Alongside his scientific activities, and in a time when Italy was running towards its national unification, Gorini took an interest in politics and got in touch with the most famous names of the time: of the cultural world, like Carlo Cattaneo's case, and of the social and political world (Mazzini, Garibaldi, Maria Cristina Trivulzio di Belgiojoso…). Gorini's political life, which even lead him to be promoter of an innovative plan of attack against the Hapsburg during a revolutionary secret meeting in Lodi in 1848, is well known. Close to the more radial patriots, Gorini never stepped back from his political commitments or from speaking his mind and, probably, approached the world of Freemasonry by spending time with some of its renown protagonists.
During the 1860s and 1870s his practical demonstrations of volcanology, done with the above mentioned artificial models, made Gorini a protagonist in some famous institutes, like the Istituto Lombardo di Scienze e Lettere, and in the presence of celebrities such as Alessandro Manzoni. At first, during the 1840s and 1850s, these tests were carried out privately in his laboratory of San Nicolò, in Lodi. Gorini's laboratory was in a deconsecrated church, the church of San Nicolò, that today doesn't exist anymore but used to be located in via Serravalle, next to the church of San Francesco in Piazza dell'Ospitale.

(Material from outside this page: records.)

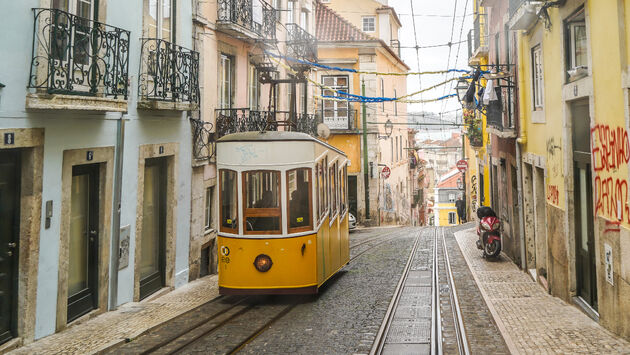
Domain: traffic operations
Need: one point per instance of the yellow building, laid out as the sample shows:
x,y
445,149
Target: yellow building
x,y
447,192
366,40
574,88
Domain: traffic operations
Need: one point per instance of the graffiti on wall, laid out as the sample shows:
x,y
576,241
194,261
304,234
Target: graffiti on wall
x,y
610,149
473,193
553,194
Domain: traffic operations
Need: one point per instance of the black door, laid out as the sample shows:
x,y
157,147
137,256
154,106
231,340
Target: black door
x,y
153,239
352,195
9,237
583,199
83,243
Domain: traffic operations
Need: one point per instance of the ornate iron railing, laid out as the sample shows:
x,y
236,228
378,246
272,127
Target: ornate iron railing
x,y
245,120
203,139
168,72
74,55
253,15
301,44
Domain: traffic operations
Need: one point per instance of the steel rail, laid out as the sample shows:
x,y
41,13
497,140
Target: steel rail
x,y
436,318
460,330
381,336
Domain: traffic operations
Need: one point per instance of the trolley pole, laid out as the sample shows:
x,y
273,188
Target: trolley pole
x,y
366,177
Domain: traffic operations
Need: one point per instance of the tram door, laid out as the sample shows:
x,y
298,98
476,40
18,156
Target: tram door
x,y
153,239
9,234
583,199
83,244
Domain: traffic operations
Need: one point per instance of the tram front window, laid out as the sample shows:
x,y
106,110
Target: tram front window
x,y
262,202
229,204
299,188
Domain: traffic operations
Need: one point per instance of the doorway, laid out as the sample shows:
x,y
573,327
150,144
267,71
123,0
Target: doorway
x,y
83,243
9,239
352,195
153,238
583,198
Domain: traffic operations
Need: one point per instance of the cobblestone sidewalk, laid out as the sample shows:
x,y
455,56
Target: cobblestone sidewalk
x,y
532,321
127,322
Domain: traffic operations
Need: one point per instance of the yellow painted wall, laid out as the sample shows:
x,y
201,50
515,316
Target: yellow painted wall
x,y
443,213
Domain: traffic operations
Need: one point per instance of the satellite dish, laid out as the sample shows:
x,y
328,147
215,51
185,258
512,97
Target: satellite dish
x,y
323,130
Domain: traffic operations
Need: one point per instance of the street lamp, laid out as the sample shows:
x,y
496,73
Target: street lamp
x,y
389,128
461,89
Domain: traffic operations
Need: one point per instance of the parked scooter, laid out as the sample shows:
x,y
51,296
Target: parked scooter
x,y
489,232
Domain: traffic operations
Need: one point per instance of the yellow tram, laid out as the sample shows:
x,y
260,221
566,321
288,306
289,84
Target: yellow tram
x,y
283,213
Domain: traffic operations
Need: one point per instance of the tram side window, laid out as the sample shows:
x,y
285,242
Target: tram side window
x,y
333,192
229,202
321,190
261,192
299,195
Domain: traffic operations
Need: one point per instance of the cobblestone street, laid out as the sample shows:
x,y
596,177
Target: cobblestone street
x,y
503,311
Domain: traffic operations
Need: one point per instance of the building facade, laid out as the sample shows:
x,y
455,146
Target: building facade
x,y
363,36
96,157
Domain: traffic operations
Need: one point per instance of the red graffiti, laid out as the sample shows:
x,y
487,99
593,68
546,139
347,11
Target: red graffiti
x,y
553,194
611,147
610,151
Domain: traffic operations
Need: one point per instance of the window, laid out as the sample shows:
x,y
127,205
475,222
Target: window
x,y
575,32
208,211
291,6
304,20
254,88
335,113
159,17
261,195
451,218
537,71
228,198
369,23
299,192
225,82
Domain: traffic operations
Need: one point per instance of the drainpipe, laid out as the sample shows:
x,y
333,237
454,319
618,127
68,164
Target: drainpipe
x,y
115,250
521,140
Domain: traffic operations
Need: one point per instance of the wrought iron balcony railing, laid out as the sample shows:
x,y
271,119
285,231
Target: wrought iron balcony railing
x,y
245,120
301,44
74,55
168,72
253,15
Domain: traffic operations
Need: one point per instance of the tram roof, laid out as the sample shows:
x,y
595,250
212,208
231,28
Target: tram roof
x,y
275,136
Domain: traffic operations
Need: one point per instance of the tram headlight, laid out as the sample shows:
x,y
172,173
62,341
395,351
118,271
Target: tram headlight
x,y
263,263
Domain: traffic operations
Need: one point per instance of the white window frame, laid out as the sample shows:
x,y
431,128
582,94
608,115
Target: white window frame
x,y
225,66
537,78
366,25
338,121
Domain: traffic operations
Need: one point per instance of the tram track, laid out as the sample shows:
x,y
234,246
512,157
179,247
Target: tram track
x,y
191,336
440,317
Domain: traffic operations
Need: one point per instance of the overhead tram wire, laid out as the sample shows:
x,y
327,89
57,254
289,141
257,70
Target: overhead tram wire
x,y
415,35
450,47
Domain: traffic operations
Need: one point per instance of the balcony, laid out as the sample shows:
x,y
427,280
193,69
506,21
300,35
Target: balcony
x,y
301,45
341,121
252,20
245,120
478,39
523,14
77,64
169,76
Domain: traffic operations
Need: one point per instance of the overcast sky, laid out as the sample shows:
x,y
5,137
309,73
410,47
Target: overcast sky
x,y
434,21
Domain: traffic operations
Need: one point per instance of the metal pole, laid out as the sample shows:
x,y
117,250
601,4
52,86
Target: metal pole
x,y
366,178
115,249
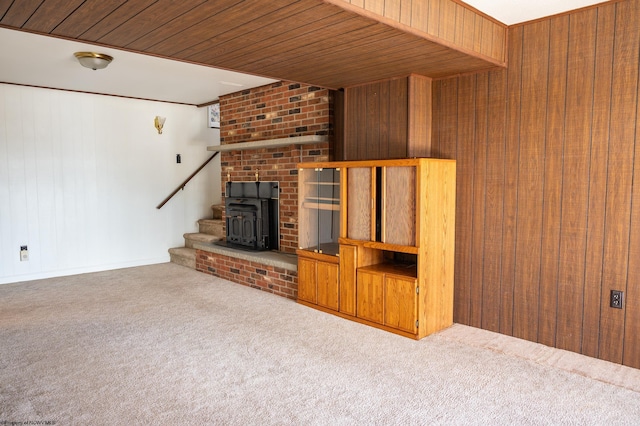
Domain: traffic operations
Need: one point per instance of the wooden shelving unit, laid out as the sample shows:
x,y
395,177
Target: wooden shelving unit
x,y
392,267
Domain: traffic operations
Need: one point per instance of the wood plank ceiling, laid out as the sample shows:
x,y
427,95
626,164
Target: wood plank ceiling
x,y
308,41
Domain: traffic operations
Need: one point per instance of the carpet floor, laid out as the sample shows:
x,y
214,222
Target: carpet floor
x,y
163,344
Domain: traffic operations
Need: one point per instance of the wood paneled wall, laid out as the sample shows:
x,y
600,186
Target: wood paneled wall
x,y
548,196
385,119
450,21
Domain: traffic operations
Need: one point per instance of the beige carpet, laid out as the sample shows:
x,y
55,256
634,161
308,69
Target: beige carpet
x,y
166,345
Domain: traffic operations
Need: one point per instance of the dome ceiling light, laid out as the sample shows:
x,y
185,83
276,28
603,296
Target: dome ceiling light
x,y
95,61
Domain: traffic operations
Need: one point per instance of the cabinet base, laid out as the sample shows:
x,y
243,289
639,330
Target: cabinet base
x,y
360,320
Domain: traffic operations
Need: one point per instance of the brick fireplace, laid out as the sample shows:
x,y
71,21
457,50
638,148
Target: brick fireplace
x,y
279,110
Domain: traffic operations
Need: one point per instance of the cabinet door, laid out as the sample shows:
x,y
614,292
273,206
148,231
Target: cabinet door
x,y
307,284
399,210
359,203
400,303
348,261
370,303
327,284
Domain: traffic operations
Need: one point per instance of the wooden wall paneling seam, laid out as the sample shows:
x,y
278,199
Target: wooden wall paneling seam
x,y
433,19
530,185
580,78
385,96
631,342
479,198
392,9
398,114
618,204
436,101
406,12
464,193
495,163
553,166
514,83
598,180
372,113
448,10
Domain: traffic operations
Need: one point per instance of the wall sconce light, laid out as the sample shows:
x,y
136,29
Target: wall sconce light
x,y
159,123
95,61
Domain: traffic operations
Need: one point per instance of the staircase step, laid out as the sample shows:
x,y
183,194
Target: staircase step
x,y
212,227
183,256
190,238
217,210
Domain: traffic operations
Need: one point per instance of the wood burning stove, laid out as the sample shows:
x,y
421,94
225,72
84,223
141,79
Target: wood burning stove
x,y
252,215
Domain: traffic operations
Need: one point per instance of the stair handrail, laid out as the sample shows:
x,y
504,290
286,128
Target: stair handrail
x,y
183,184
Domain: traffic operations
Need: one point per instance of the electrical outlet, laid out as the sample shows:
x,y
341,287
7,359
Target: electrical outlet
x,y
24,254
616,299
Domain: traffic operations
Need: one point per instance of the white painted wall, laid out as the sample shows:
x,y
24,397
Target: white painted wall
x,y
81,176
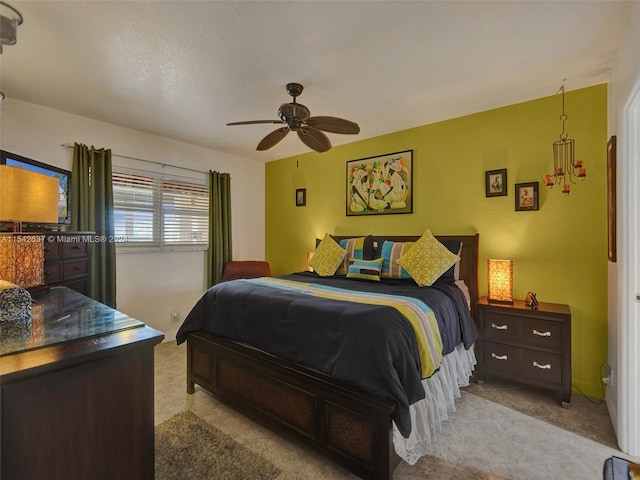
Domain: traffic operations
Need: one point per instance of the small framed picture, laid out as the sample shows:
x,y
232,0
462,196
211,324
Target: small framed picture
x,y
526,196
301,197
495,183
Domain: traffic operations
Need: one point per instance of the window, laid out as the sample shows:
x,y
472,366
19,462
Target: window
x,y
153,210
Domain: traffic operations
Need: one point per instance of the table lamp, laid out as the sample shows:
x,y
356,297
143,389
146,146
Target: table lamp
x,y
25,196
500,280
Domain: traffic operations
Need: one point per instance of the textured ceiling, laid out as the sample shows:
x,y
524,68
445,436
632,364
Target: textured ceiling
x,y
183,69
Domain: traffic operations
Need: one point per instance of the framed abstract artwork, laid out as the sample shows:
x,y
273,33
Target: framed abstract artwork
x,y
527,196
495,183
380,185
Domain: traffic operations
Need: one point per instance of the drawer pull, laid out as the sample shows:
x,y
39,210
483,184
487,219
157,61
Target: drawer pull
x,y
541,334
543,367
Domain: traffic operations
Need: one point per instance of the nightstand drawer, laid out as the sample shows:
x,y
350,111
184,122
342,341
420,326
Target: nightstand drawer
x,y
541,366
501,328
75,247
545,334
500,358
52,273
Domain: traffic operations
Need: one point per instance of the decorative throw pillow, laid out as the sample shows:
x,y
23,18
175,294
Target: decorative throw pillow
x,y
327,257
365,269
391,252
427,260
357,248
453,274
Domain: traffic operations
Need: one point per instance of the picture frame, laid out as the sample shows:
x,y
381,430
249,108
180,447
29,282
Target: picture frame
x,y
527,197
380,185
495,183
301,197
611,199
63,176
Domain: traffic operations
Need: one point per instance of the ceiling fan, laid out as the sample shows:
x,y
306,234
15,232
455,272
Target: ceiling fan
x,y
297,117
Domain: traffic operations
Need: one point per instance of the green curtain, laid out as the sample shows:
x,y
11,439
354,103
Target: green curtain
x,y
219,251
92,211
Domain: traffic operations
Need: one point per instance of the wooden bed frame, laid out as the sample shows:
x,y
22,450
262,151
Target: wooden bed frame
x,y
348,425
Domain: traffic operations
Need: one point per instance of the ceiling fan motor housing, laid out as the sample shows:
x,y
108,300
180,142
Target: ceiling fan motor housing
x,y
291,112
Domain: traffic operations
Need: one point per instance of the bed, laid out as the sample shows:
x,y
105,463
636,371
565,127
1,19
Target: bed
x,y
332,408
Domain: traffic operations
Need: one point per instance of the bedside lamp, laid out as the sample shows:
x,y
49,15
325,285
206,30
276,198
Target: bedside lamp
x,y
25,196
309,257
500,280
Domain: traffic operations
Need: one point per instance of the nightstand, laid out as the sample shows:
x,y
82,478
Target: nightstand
x,y
531,346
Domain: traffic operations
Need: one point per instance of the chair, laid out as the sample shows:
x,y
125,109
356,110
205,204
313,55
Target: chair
x,y
235,269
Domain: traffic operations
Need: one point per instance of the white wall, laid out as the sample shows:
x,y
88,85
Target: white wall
x,y
149,285
623,394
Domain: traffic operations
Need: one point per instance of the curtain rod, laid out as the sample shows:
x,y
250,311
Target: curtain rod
x,y
68,146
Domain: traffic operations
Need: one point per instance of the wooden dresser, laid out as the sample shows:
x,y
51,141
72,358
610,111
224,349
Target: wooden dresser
x,y
66,259
77,393
531,346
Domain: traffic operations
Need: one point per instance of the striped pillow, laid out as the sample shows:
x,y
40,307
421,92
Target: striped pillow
x,y
365,269
391,252
356,248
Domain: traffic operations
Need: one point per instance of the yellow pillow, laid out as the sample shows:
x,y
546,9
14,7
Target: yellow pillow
x,y
427,260
327,257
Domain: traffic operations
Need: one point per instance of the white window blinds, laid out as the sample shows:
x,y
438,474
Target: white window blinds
x,y
159,211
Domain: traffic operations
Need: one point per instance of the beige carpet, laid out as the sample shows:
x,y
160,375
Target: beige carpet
x,y
188,448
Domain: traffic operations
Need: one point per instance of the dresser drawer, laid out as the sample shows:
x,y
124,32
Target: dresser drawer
x,y
75,268
545,334
542,367
52,250
501,328
52,272
75,248
501,358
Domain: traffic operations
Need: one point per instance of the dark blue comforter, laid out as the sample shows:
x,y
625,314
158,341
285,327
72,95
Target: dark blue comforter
x,y
372,347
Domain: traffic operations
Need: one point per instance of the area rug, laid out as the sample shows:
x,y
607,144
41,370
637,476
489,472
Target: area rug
x,y
188,448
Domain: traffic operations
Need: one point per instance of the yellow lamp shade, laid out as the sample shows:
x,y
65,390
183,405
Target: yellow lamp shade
x,y
500,280
22,259
27,196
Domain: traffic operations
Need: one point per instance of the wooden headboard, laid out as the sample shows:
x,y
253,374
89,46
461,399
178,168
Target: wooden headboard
x,y
468,257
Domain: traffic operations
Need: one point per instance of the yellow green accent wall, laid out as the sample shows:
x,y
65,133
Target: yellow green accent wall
x,y
559,251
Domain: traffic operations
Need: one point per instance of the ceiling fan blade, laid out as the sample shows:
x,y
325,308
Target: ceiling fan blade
x,y
253,122
273,138
314,139
334,125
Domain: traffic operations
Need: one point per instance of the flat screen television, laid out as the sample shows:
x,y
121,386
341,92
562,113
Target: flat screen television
x,y
63,176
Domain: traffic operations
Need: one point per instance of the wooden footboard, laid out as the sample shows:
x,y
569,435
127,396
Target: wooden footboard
x,y
346,424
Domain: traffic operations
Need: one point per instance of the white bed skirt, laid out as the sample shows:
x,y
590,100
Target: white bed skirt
x,y
427,415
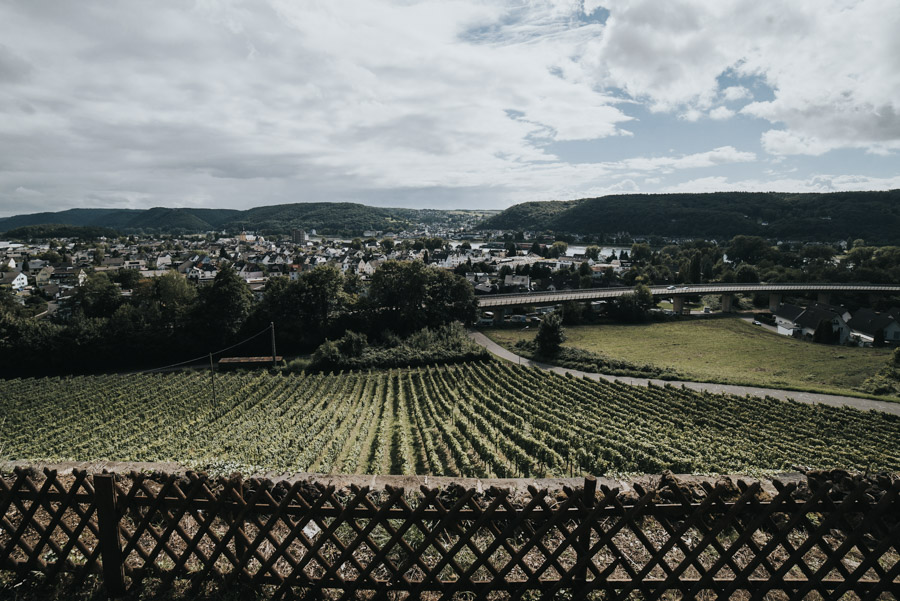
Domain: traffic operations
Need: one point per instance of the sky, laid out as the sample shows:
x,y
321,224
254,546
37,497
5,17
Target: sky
x,y
475,104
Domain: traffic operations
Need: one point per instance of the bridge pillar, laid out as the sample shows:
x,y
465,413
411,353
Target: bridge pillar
x,y
727,303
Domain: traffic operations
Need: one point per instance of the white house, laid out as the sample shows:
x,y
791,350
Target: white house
x,y
15,280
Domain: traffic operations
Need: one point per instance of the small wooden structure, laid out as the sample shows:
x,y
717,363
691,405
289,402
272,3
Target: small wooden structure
x,y
248,362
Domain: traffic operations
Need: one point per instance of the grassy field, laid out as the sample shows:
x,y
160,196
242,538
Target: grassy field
x,y
726,350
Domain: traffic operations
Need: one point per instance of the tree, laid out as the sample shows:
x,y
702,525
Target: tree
x,y
633,307
126,278
558,249
550,335
641,253
421,296
223,306
98,296
825,333
748,249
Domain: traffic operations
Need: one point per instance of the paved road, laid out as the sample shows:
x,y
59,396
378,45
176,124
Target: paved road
x,y
545,298
803,397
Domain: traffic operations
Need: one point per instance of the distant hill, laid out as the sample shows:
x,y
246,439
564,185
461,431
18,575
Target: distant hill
x,y
873,216
55,230
334,218
531,213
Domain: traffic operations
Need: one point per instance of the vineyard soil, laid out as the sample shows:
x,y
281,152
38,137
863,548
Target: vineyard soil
x,y
725,350
484,419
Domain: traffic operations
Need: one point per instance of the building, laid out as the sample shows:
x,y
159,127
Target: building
x,y
867,326
17,280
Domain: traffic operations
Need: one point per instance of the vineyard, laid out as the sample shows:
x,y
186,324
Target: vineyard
x,y
477,419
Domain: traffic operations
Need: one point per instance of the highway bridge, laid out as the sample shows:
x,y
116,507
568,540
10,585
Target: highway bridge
x,y
678,294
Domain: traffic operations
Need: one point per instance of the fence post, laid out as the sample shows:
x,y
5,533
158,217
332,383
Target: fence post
x,y
584,539
108,525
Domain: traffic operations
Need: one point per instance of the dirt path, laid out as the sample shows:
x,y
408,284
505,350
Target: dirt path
x,y
803,397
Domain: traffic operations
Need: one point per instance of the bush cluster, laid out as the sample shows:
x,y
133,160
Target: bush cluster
x,y
575,358
428,346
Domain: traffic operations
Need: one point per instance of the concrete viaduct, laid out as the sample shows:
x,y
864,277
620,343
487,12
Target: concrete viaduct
x,y
500,303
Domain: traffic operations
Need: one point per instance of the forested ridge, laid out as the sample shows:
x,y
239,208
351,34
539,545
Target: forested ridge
x,y
874,216
335,218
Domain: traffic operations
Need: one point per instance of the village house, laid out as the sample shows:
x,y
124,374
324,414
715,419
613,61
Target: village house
x,y
17,280
799,322
867,326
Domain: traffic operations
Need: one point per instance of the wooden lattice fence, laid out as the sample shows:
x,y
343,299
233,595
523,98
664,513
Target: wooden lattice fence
x,y
832,535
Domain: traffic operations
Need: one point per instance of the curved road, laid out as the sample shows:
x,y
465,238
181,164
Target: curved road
x,y
803,397
487,301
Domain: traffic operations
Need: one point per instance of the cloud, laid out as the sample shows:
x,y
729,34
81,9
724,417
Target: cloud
x,y
815,183
735,93
432,102
26,192
832,66
721,113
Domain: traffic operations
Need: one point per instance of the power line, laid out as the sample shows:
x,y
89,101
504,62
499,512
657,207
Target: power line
x,y
203,357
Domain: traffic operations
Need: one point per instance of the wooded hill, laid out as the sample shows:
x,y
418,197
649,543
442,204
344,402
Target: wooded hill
x,y
335,218
873,216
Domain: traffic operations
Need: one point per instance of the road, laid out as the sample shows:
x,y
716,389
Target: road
x,y
802,397
543,298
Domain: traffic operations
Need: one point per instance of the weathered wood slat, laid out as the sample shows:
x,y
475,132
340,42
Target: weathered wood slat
x,y
832,538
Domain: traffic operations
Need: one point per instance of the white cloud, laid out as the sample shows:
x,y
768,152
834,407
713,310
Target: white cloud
x,y
815,183
721,113
26,192
735,93
833,66
448,102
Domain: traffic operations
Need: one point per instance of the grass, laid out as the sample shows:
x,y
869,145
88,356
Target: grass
x,y
727,350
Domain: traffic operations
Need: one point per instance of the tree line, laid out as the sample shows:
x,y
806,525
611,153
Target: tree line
x,y
166,319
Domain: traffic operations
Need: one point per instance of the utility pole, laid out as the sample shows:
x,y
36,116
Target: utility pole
x,y
212,377
272,326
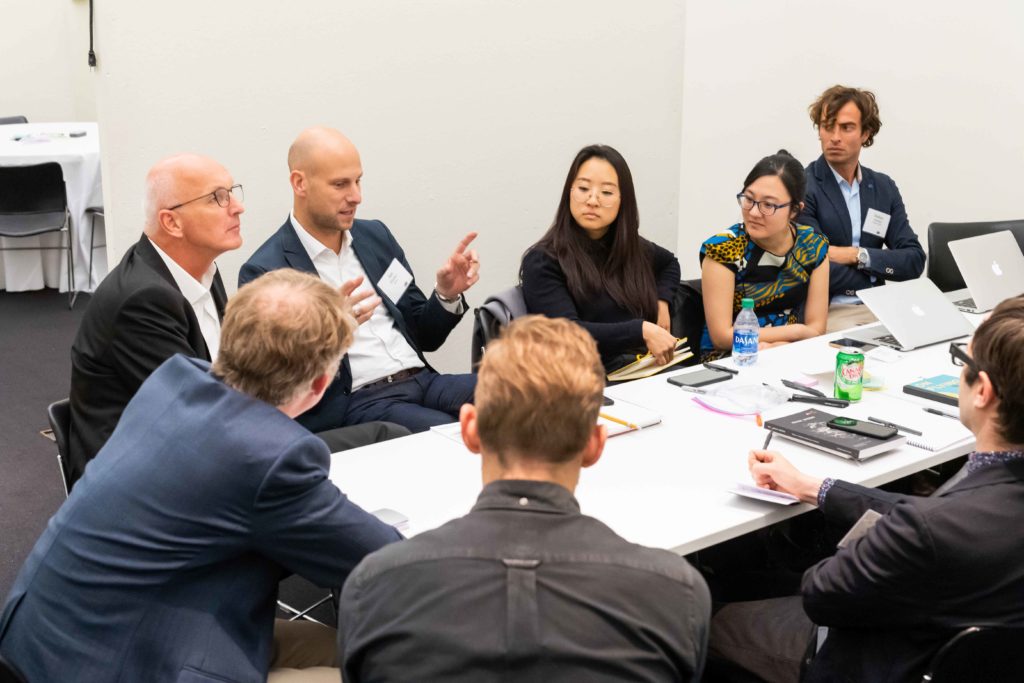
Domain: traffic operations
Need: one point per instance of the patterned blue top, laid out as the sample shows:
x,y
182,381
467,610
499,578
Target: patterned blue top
x,y
778,285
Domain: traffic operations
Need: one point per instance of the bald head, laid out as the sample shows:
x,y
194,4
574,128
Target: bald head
x,y
178,179
326,174
314,145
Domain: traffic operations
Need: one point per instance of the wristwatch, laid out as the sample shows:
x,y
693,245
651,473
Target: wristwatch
x,y
863,260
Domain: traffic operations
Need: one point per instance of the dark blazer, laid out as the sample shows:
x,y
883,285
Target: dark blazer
x,y
422,321
825,211
930,567
615,330
136,318
523,588
164,562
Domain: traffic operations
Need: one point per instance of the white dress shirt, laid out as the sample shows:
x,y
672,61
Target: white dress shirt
x,y
379,348
199,297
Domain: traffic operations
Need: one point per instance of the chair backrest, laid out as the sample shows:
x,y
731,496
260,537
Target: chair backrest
x,y
37,188
979,653
9,674
688,317
942,268
488,321
59,416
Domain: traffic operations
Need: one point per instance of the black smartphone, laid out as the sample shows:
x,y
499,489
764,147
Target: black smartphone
x,y
699,378
856,343
862,427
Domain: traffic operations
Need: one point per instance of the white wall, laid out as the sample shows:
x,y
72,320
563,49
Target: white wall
x,y
948,79
43,70
467,114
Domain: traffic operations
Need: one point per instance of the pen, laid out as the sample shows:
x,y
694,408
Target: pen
x,y
712,366
886,423
945,415
617,421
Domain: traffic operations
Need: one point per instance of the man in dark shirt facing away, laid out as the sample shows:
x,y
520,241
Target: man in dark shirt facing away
x,y
525,586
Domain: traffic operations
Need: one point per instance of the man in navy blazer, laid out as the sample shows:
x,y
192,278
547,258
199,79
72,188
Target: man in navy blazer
x,y
384,376
859,210
929,567
164,562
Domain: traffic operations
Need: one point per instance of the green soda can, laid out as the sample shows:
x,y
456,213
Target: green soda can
x,y
849,374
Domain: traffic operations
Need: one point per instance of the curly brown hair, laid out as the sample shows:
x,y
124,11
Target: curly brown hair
x,y
825,108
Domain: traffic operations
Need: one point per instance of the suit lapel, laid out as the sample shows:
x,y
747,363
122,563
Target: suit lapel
x,y
295,253
835,196
147,253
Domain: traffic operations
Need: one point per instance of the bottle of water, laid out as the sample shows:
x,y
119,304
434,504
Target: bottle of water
x,y
744,336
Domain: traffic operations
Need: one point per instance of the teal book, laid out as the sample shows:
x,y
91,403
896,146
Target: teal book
x,y
943,388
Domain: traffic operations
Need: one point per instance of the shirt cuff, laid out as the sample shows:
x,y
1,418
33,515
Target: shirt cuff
x,y
457,307
823,491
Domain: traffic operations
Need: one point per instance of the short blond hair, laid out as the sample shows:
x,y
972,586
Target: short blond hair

In 1857, when the Liceo Comunale di Lodi became "Imperiale", according to the orders of the Austrians, the 43-year-old Paolo Gorini asked and was given permission to retire, which allowed him to put even more energy into his experiments. As a result, in the following years the Italian government asked him to write a report on the characteristics and dangerousness of the volcanoes in Italy, but also to try to preserve the remains of Giuseppe Mazzini, died in Pisa in 1872.
Today, Mazzini's body rests in the cemetery of Stigliano, near Genoa. The last examination of the corpse, which took place in 1946, acknowledged its substantial preservation. Paolo Gorini's national and international fame begun in the 1870s, and in fact is mainly due to this episode related to his attempt at preserving Mazzini's remains. Although the process of mineralization of the tissues of the deceased didn't produce excellent results (mainly because Gorini arrived in Pisa two days after the death of Mazzini and the body's condition was already compromised), Agostino Bertani and Adriano Lemmi praised nonetheless the "Gorinian" technique, hence trying to lift their friend's troublesome financial situation.
After, successfully, preserving the body of the novelist Giuseppe Rovani, died in Milan in 1874, Paolo Gorini focused his energies on cremation, encouraged by his friend Gaetano Pini. Cremation, just like anatomic preparation, allowed to save the body from decay. After years of studies and trials, Gorini planned and realized a truly innovative crematorium, and the first in Italy in its efficiency and functionality. It was built in the cemetery of Riolo and the old professor found his peace there on February 13th 1881.
Fig.01 - Portrait of Paolo Gorini
Fig.02 - Certificate of Paolo Gorini's University Degree and dissertation, which took place in Pavia on March 3rd 1832.
Fig.03 - Glimpse of Piazza Ospitale, in Lodi. View of the monument dedicated to Paolo Gorini and of Chiesa San Francesco.
Fig.04 - Obituary dedicated to Paolo Gorini, Lodi, February 2nd 1881.
The Collezione Paolo Gorini is located inside the Ospedale Vecchio of Lodi, situated in the wonderful 15th century Chiostro della Farmacia.
Wednesday from 10.00 to 12.00,
Saturday from 9.30 to 12.30,
Sunday from 14.30 to 16.30.
The Collezione Paolo Gorini, born in 1981 in the former chapter house of the Ospedale Vecchio, currently presents a new arrangement, thanks also to the works done to expand rooms, create a reception and conference room.